The first stage logic circuit 6 is composed of a transfer gate and an inverter, and receives an asynchronous input terminal and an input clock signal φ. During the period when the input clock signal φ is at a high level, the first stage logic circuit 6 opens the transfer gate 21, takes in the asynchronous input signal ■, holds the data after the fall of the input clock signal φ, and outputs the data.

The next stage logic circuit 7 is composed of a transfer gate, an inverter, and a NOR gate, and receives the above-mentioned first stage output signal, input clock signal φ, and internal clock signal φ2. In the next stage logic circuit, the transfer gate 22 is opened while the input clock signal φ is at a low level and the internal clock signal φ2 is at a high level, takes in the above-mentioned first stage output, and outputs an output signal "0" synchronized with the internal clock signal φ2. " is output.

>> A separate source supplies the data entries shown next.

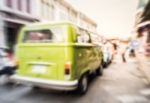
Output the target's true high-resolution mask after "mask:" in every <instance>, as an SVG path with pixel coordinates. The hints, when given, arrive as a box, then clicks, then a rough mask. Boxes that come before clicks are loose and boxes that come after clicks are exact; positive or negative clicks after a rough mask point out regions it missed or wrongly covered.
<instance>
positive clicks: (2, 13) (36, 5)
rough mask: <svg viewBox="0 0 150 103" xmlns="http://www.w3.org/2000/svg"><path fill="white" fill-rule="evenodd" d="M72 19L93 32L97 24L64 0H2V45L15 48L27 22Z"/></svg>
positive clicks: (76, 23)
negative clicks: (25, 24)
mask: <svg viewBox="0 0 150 103" xmlns="http://www.w3.org/2000/svg"><path fill="white" fill-rule="evenodd" d="M39 21H40V22H47V21H71V22H73V23H74V24H77V25H79V26H80V27H83V28H85V29H88V30H90V31H92V32H96V28H97V24H96V23H95V22H94V21H93V20H92V19H90V18H88V17H87V16H86V15H85V14H83V13H81V12H80V11H77V10H76V9H75V8H73V7H72V6H71V5H70V4H69V3H67V2H66V1H64V0H0V39H1V40H0V47H1V46H5V45H7V46H8V47H10V48H14V45H15V43H16V38H17V34H18V31H19V29H20V28H21V27H22V26H23V25H24V24H27V23H31V22H39Z"/></svg>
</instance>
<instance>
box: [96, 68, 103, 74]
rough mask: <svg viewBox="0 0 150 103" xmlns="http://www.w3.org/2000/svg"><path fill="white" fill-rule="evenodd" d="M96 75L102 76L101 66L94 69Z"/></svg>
mask: <svg viewBox="0 0 150 103" xmlns="http://www.w3.org/2000/svg"><path fill="white" fill-rule="evenodd" d="M96 75H97V76H102V75H103V66H102V65H101V66H100V67H99V68H97V69H96Z"/></svg>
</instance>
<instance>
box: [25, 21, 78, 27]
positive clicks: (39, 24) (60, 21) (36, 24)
mask: <svg viewBox="0 0 150 103" xmlns="http://www.w3.org/2000/svg"><path fill="white" fill-rule="evenodd" d="M48 24H50V25H53V24H56V25H57V24H58V25H59V24H60V25H61V24H71V25H76V24H74V23H72V22H69V21H54V22H49V21H48V22H35V23H29V24H26V26H38V25H48Z"/></svg>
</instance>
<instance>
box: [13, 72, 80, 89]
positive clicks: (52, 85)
mask: <svg viewBox="0 0 150 103" xmlns="http://www.w3.org/2000/svg"><path fill="white" fill-rule="evenodd" d="M11 80H13V81H15V82H18V83H21V84H25V85H29V86H39V87H43V88H49V89H55V90H75V89H76V88H77V86H78V80H73V81H57V80H45V79H38V78H31V77H23V76H18V75H13V76H11Z"/></svg>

Further, FIG. 5 is a circuit diagram showing a fourth embodiment of a synchronization circuit that outputs a signal synchronized with the internal clock signal φl.

〔Effect of the invention〕

As explained above, the present invention takes in an asynchronous input signal using an input clock signal in the first stage circuit, and outputs a signal synchronized with the internal clock signal using the input clock signal and the internal clock signal in the second stage circuit. By doing so, the hold time of the asynchronous input signal with respect to the clock signal can be reduced, and there is no need for a delay circuit between the input terminal of the LSI and the synchronization circuit to reduce the hold time, and the hold time caused by using the delay circuit can be reduced. This has the effect of reducing fluctuations in time due to power supply voltage and ambient temperature of the LSI.

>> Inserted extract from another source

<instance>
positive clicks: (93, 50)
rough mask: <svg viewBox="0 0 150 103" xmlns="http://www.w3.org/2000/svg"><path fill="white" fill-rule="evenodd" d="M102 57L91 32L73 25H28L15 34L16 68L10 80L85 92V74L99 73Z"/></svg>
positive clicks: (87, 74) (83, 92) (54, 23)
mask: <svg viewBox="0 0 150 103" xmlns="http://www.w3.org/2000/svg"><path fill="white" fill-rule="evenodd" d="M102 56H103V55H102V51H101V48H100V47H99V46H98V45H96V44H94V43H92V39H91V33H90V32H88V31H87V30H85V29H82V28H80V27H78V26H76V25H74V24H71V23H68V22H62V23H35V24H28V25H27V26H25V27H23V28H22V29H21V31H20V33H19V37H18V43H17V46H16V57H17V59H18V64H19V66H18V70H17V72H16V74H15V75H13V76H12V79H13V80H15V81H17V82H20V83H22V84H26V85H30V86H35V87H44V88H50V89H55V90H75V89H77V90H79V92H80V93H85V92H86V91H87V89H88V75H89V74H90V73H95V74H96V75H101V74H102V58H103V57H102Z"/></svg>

[Brief explanation of drawings]

FIG. 1 is a circuit diagram showing a first embodiment of the present invention, FIG. 2 is a time chart of FIG. 1, FIG. 3 is a circuit diagram of a third embodiment of the present invention, and FIG. A circuit diagram showing a second embodiment synchronized with the internal clock φ1 with the same configuration as the embodiment of
FIG. 5 shows a configuration similar to that of the third embodiment using an internal clock φ1.
FIG. 6 is a circuit diagram of a conventional example, and FIG. 7 is a time chart of FIG. 6. 6...First stage logic circuit, 7...Next stage logic circuit, 8...
- LSI in which a synchronization circuit is used, 9... Internal clock generation circuit, 10... Hold time of asynchronous input signal with respect to input clock signal, 11... Delay time from input clock signal to internal clock signal -21,2
2...Transfer gate, φ...Input clock signal, φ1. φ2...Internal clock signal, ■...Asynchronous input signal, O...Synchronized output signal.

Claims (1)

[Claims] In an asynchronous input circuit of an LSI, an asynchronous input signal and an input clock signal are input to the first stage logic circuit of the asynchronous input circuit, and a signal is generated inside the LSI from the output signal of the first stage logic circuit, the input clock signal, and the input clock signal. A synchronization circuit having a next-stage logic circuit to which a non-overlapping two-phase internal clock signal is input.